CML patients receiving Nilotinib were examined after a median observation time (MOT) of 2.0 years (n=34), 3.0 years (n=36) and 3.7 years (n=36). After 2.0 years, 10/34 patients (29.4%) had developed one or more AOD events. Of these, 7 (20.6%) had peripheral AOD, one a myocardial infarction, one a coronary syndrome requiring bypass surgery, and one a spinal infarction. The frequency of AOD in age- and risk factor-matched controls (Imatinib-treated CML, lymphoproliferative neoplasms, JAK2 V617F+ myeloproliferative neoplasms, and myelodysplastic syndromes; n=34 each) after 2 years was significantly lower (<5%) than that in the Nilotinib-cohort (p<0.05 by Pearson’s chi-squared test) (Figure S12A). In Nilotinib-treated patients, AOD events were found to accumulate over time. After a MOT of 3.0 years, the frequency of AOD+ patients increased to 38.9%, and after a MOT of 3.7 years, it reached 47.2% (Figure S12B). However, the frequency of patients with severe AOD did not increase after 3.0 years (Figure S12B). AOD events were detected not only in patients receiving 2x400 mg Nilotinib daily, but also in all (5/5) patients who received 2x300 mg Nilotinib daily. Only one patient received 2x200 mg Nilotinib daily – in this patient, no AOD was detected during an observation period of 7 months (Table 1). In 8 patients, one or more pre-existing risk factor(s) for atherosclerosis were identified. A substantial number of our patients (n=36) were found to be at high risk according to the European Society of Cardiology (ESC) score (Figure 4A, Table S7). We also counted the total number of events in all patients. After 3.7 years, 39 symptomatic AOD events were recorded in our 36 patients, resulting in 32 AOD events per 100 patient-years which exceeds by far the incidence of symptomatic AOD events in the general population of high-income countries39 with a 1-year hazard ratio of 4.72 (95% confidence interval: 2.82-7.90) (p<0.01) (Figure 4B). The number of severe AOD events per 100 patient years in our Nilotinib-treated CML patients was 17.4. Interestingly, however, no venous thromboembolic events were recorded in the CML patients examined during treatment with Nilotinib. Metabolic parameters, including fasting glucose levels and cholesterol levels before and during Nilotinib therapy, are shown in Table S3. Confirming the available literature, an increase in fasting glucose levels and cholesterol levels was found in a subset of our Nilotinib patients.
Figure 4

Risk factors for vascular events in TKI-treated patients.

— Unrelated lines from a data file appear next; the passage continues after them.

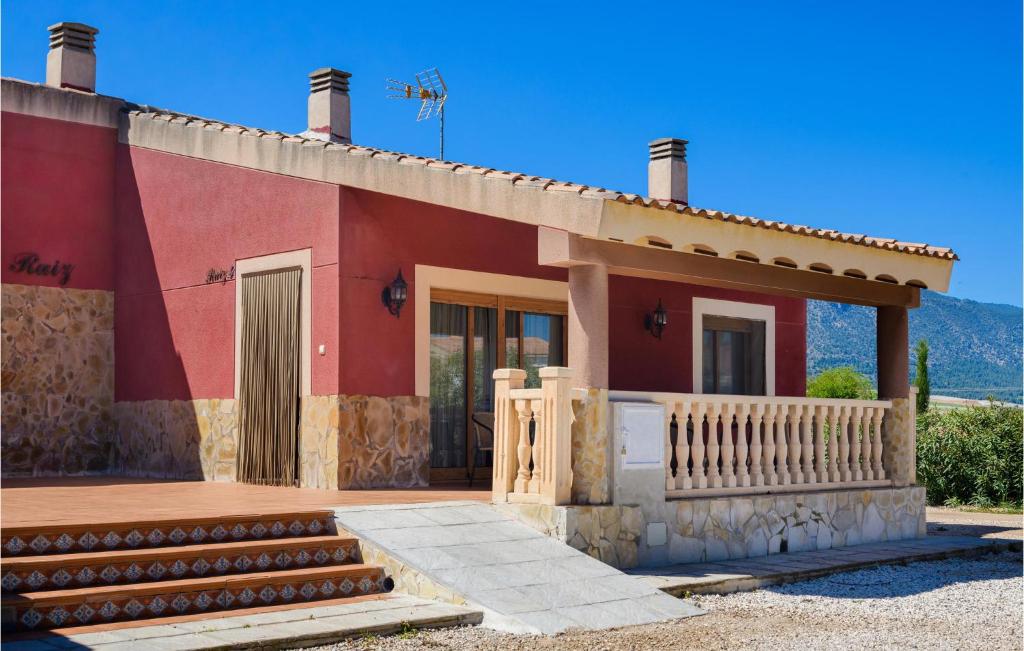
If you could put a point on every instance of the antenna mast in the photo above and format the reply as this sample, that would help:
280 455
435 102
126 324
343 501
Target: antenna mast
431 90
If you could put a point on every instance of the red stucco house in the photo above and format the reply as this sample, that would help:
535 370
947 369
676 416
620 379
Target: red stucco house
128 232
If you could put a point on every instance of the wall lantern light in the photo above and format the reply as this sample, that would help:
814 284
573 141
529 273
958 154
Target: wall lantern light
393 296
656 320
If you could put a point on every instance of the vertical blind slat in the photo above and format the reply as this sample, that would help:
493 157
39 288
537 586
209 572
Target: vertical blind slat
268 393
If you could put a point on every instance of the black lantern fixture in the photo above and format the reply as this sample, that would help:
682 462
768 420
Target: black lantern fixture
656 320
393 296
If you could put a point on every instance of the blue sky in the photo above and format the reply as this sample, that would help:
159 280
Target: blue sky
895 119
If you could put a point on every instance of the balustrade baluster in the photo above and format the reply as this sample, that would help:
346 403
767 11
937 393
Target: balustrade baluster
728 447
833 428
670 481
683 445
820 469
714 447
795 441
742 474
844 443
523 449
768 454
879 472
541 446
697 449
856 417
781 446
864 466
865 443
757 461
806 474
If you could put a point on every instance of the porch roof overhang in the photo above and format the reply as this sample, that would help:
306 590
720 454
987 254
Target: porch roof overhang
785 257
563 249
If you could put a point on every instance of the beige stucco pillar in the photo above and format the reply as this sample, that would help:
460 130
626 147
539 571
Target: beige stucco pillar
899 431
893 352
588 321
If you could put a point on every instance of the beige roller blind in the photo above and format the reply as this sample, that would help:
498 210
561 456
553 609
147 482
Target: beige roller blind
268 396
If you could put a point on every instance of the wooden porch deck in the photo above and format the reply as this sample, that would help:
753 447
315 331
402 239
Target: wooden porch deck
48 502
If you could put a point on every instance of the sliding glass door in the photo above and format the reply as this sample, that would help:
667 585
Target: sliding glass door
465 331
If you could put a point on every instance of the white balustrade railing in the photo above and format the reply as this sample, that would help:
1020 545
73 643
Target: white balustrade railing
721 444
534 437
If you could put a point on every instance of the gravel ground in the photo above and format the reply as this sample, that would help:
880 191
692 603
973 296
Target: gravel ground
955 604
942 521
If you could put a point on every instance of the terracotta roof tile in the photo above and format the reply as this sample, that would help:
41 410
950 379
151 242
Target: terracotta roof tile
547 184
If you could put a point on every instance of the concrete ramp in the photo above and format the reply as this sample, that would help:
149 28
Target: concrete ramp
523 580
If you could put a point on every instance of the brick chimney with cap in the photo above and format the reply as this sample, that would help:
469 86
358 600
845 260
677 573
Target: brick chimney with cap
667 170
330 114
72 60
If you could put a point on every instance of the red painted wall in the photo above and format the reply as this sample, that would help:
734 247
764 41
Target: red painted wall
638 361
57 199
381 233
178 217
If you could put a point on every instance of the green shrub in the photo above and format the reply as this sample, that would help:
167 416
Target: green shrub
971 456
842 382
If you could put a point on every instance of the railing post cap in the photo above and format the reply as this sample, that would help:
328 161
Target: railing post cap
556 372
509 374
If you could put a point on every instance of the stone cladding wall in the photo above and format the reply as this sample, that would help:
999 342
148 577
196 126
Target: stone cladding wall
57 379
740 526
356 441
177 439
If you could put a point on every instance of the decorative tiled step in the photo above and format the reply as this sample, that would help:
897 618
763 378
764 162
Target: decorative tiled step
51 609
58 571
154 533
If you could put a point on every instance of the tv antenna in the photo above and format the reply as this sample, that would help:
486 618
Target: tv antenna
431 90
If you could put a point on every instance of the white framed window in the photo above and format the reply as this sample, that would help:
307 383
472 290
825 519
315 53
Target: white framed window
733 347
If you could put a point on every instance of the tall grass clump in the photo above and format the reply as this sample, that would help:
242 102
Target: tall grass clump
972 456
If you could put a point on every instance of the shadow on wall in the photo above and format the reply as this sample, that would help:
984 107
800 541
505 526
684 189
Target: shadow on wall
161 431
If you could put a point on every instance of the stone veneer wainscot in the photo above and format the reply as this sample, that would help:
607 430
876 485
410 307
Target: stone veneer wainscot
707 529
57 378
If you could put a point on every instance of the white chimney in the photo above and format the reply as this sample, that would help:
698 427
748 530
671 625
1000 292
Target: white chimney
72 61
667 170
330 114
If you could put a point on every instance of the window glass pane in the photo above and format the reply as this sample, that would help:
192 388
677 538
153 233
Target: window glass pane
708 361
448 385
733 356
725 358
484 362
512 339
542 345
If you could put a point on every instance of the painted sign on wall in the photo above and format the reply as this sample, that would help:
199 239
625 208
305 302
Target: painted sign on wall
30 263
220 275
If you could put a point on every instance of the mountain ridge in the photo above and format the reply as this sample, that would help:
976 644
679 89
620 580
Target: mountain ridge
975 348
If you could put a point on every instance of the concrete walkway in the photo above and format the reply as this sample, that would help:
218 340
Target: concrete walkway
275 630
523 580
743 574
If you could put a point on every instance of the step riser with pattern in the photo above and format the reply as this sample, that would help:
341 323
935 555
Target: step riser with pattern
84 570
269 590
98 536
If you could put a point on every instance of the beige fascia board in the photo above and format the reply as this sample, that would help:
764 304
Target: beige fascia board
464 188
562 249
427 277
59 103
635 224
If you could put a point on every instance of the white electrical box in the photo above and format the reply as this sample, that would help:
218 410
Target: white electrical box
642 435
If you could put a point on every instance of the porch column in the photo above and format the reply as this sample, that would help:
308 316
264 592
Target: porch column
588 322
893 352
899 432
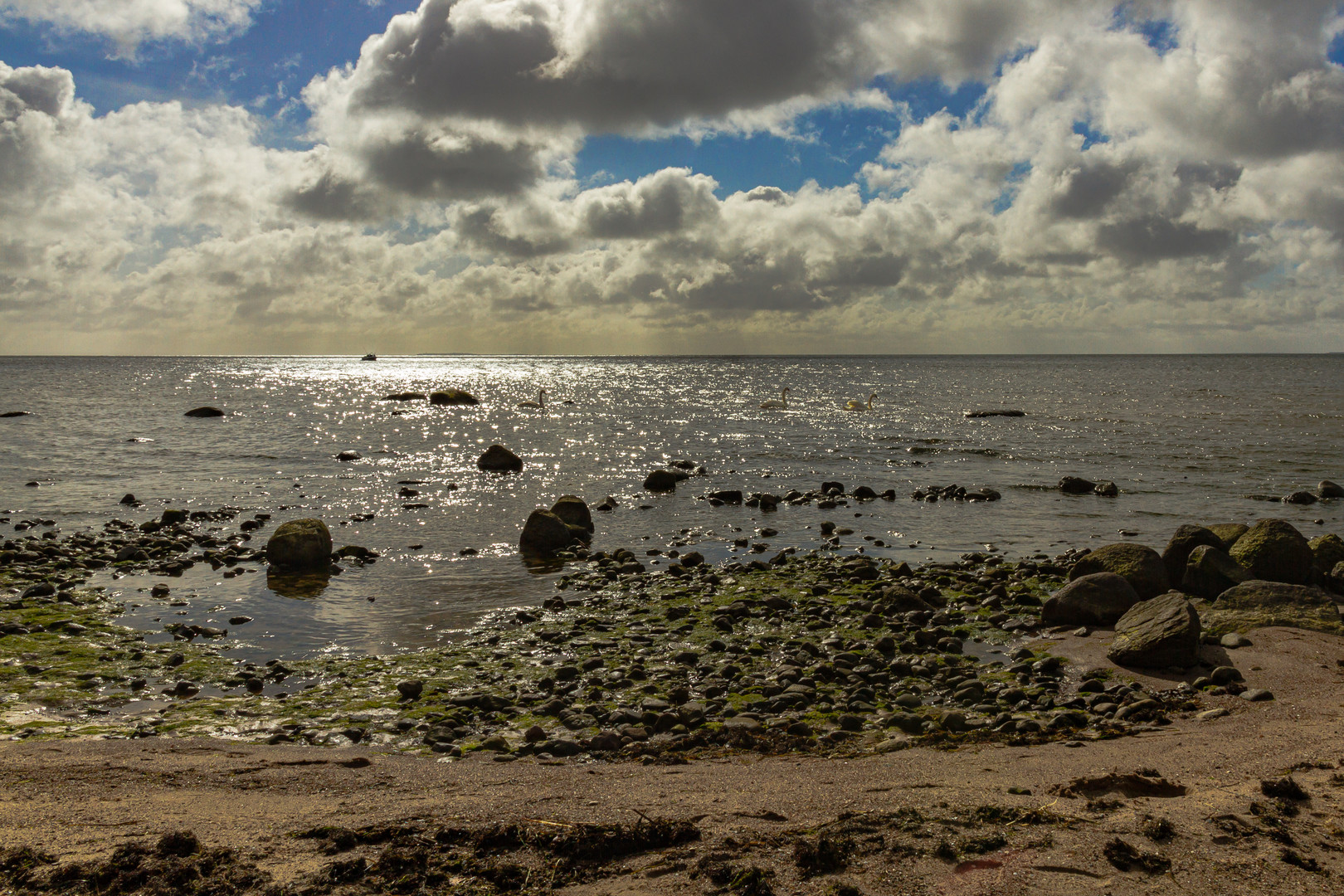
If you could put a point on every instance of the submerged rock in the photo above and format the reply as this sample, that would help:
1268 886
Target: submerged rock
453 397
1140 564
661 481
1210 571
300 546
574 511
1159 633
1097 599
1276 551
1186 539
544 533
499 460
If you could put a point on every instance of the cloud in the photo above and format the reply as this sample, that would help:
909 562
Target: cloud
1105 192
130 23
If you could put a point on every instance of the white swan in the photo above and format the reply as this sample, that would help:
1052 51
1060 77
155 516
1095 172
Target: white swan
782 405
856 405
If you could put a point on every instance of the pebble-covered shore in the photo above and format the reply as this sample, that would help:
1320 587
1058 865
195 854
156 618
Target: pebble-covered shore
816 650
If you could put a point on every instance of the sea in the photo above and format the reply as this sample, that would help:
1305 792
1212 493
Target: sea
1186 438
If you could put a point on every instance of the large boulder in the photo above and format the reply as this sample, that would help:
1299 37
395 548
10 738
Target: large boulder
300 546
1142 566
1257 594
574 512
1159 633
453 397
1276 551
1210 571
500 460
1097 599
1259 603
1229 533
544 533
1327 553
1186 539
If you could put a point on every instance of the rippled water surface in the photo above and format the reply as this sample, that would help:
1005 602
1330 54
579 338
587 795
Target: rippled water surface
1186 438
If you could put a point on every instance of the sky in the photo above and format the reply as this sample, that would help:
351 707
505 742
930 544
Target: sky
671 176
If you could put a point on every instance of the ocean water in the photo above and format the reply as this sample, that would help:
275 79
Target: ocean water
1186 438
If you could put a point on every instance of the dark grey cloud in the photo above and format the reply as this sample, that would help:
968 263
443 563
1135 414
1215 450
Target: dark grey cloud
1153 238
1092 188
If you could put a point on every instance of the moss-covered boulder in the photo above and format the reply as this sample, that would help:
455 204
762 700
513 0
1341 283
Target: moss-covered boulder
1159 633
1142 567
1210 571
300 546
1327 553
1259 603
1186 539
1229 533
1098 599
1276 551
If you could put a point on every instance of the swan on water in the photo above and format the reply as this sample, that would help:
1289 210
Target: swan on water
782 405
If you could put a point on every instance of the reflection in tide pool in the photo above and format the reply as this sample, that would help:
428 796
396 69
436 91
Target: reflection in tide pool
1186 438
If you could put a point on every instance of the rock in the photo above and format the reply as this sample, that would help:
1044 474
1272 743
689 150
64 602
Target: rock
572 511
453 397
1186 539
1327 553
1142 566
1157 635
1276 551
1097 599
660 481
300 544
544 533
499 460
1077 485
1229 533
1257 594
1210 571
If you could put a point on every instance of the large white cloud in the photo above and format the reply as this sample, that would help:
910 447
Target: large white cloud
134 22
1107 193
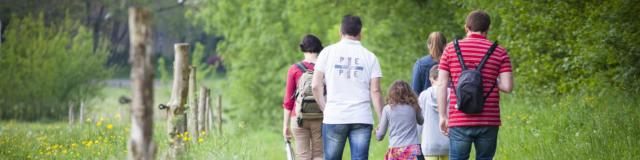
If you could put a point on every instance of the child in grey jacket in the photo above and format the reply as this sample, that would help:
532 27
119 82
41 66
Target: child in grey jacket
434 144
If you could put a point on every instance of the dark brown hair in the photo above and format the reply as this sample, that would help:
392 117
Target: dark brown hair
311 43
478 21
351 25
400 93
436 43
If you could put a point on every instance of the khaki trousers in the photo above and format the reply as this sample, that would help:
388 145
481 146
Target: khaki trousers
308 139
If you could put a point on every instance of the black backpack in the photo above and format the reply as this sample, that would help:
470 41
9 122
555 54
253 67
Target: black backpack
469 92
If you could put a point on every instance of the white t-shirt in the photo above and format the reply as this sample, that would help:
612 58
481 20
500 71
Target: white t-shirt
348 68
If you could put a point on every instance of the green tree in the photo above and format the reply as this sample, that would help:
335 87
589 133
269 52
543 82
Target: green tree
46 67
261 40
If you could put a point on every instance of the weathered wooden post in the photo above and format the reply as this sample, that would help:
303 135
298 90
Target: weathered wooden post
140 145
176 116
81 119
193 106
71 114
209 114
201 110
220 114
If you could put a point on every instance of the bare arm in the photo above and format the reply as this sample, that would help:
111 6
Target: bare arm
382 127
317 85
376 95
505 82
441 93
285 124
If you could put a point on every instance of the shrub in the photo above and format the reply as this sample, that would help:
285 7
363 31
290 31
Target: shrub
46 67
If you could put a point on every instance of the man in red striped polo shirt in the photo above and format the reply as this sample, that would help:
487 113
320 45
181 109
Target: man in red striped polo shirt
480 129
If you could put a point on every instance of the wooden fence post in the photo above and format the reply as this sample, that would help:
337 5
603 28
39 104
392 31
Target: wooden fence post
209 114
81 118
193 106
71 113
220 114
140 145
176 116
204 93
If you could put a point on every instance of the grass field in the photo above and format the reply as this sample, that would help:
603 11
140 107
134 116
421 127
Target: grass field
599 126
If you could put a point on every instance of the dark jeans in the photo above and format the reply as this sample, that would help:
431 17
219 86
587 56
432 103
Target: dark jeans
484 138
334 137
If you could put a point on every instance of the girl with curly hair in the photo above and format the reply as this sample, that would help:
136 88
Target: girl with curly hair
400 116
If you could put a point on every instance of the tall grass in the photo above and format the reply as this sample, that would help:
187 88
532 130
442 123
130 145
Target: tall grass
595 125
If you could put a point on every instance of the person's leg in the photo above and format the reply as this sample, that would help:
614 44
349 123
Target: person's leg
485 142
334 136
459 143
316 139
359 138
302 137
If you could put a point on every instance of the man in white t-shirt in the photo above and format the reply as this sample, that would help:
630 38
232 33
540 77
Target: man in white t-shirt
352 77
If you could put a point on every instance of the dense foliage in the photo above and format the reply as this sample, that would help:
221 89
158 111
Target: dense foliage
557 47
46 67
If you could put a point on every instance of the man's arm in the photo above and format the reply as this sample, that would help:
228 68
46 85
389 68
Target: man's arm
317 85
441 96
505 82
376 95
382 127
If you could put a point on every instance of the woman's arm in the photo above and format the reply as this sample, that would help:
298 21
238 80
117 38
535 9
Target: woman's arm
285 124
418 78
505 82
288 102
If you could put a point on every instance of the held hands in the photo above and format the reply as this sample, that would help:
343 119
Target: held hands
286 133
444 128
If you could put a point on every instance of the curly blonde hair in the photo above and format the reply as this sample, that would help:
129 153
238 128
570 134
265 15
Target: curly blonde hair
400 93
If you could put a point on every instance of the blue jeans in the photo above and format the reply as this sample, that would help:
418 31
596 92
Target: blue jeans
484 139
334 137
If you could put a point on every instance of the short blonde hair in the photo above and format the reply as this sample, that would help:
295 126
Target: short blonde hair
433 72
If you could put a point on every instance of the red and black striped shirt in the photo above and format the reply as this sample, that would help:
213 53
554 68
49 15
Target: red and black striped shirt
473 48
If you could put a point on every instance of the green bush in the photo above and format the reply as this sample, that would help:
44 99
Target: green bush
46 67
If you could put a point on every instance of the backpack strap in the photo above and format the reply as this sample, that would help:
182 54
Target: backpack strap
459 53
301 66
484 59
486 56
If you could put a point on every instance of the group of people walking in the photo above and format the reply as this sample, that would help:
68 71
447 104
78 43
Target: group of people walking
451 104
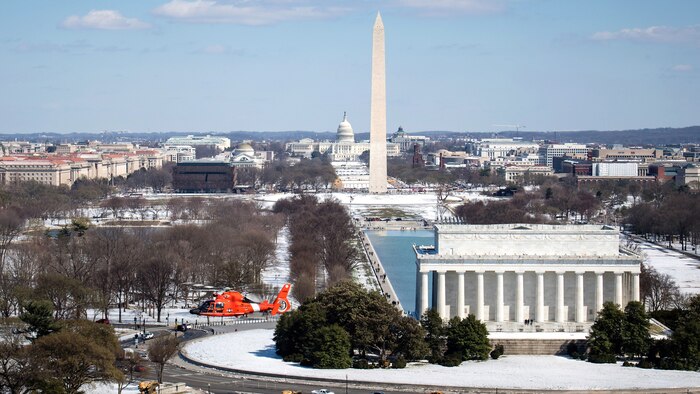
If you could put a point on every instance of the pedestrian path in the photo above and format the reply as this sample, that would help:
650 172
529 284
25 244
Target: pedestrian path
380 273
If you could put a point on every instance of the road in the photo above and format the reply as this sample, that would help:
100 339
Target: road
213 381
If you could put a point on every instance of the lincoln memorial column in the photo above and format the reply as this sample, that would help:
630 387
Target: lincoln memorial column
499 296
598 291
560 298
519 299
580 312
441 294
618 289
460 294
635 287
480 295
540 297
423 293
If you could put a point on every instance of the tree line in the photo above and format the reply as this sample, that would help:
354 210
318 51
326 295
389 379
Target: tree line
49 355
323 244
348 326
625 334
82 267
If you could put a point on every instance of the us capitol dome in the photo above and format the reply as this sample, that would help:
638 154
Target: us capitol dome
345 133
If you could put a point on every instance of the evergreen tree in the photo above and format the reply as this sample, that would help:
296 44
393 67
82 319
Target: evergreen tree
636 338
331 346
468 337
38 315
435 334
685 342
605 340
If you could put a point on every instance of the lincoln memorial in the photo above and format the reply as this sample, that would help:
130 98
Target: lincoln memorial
517 272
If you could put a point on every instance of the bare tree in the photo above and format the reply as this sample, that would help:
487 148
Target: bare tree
658 291
160 350
155 276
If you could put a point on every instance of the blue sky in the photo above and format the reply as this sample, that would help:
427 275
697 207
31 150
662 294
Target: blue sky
272 65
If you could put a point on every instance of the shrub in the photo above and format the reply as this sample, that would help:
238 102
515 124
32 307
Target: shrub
360 364
400 362
602 358
646 364
497 351
451 360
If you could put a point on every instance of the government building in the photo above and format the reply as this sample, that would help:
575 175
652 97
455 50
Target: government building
343 149
506 274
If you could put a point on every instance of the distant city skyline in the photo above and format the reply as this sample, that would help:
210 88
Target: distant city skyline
271 65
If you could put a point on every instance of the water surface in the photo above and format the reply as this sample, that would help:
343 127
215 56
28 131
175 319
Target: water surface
394 249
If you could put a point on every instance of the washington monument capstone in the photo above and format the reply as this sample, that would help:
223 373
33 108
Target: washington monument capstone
377 130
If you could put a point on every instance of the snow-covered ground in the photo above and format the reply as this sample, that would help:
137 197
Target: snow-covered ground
254 350
683 269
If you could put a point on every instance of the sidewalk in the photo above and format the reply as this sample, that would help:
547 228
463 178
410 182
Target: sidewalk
379 272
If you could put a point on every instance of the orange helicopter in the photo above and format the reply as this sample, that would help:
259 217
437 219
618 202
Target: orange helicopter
233 303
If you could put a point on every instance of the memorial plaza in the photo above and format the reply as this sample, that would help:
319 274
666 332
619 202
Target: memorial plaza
508 275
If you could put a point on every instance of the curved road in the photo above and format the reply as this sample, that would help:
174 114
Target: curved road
212 381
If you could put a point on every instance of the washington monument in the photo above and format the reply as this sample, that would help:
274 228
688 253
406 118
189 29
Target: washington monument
377 129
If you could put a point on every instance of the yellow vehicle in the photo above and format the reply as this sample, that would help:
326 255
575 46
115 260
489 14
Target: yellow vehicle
148 387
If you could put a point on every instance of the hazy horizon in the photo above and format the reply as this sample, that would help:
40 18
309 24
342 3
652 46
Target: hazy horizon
462 65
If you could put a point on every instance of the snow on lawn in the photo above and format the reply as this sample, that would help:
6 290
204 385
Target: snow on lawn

(A) Our Nilotinib-treated patients were separated into three risk-groups according to the European Society of Cardiology (ESC) SCORE. The numbers of patients in each ESC-cohort were: 17 in ESC 0-1; 13 in ESC 2-4; and 5 in ESC ≥5. The percentage of patients without AOD (open bars) and with AOD (black and grey bars) is shown for each group. The black parts of the black and grey bars represent the percentages of severe AOD events relative to total AOD events. (B) The curves show the reduction of the cumulative fraction of individuals without AOD in our Nilotinib-treated patients and a risk-factor-matched population in high-income countries described in a meta-analysis by Fowkes et al.39. The difference in reduction of the cumulative fraction between the two groups is statistically significant by log-rank test: p<0.05. (C) Overview of ARCH-related gene variants in all 36 Nilotinib-treated patients. Peripheral blood samples were analyzed for the presence of ARCH mutations at the time of best response. White numbers indicate the variant allele frequencies. The right column shows BCR-ABL1 mRNA levels (% of ABL1) at the time of sampling; levels lower than 1% are depicted in green, levels above 1% in red. The difference in the percentages of patients carrying ARCH mutations between the two groups (AOD patients versus patients without AOD) was significant (p<0.05) as assessed by the chi-squared test. AOD: Arterial occlusive disease; ARCH: age-related clonal hematopoiesis (at least one ARCH-mutation detected).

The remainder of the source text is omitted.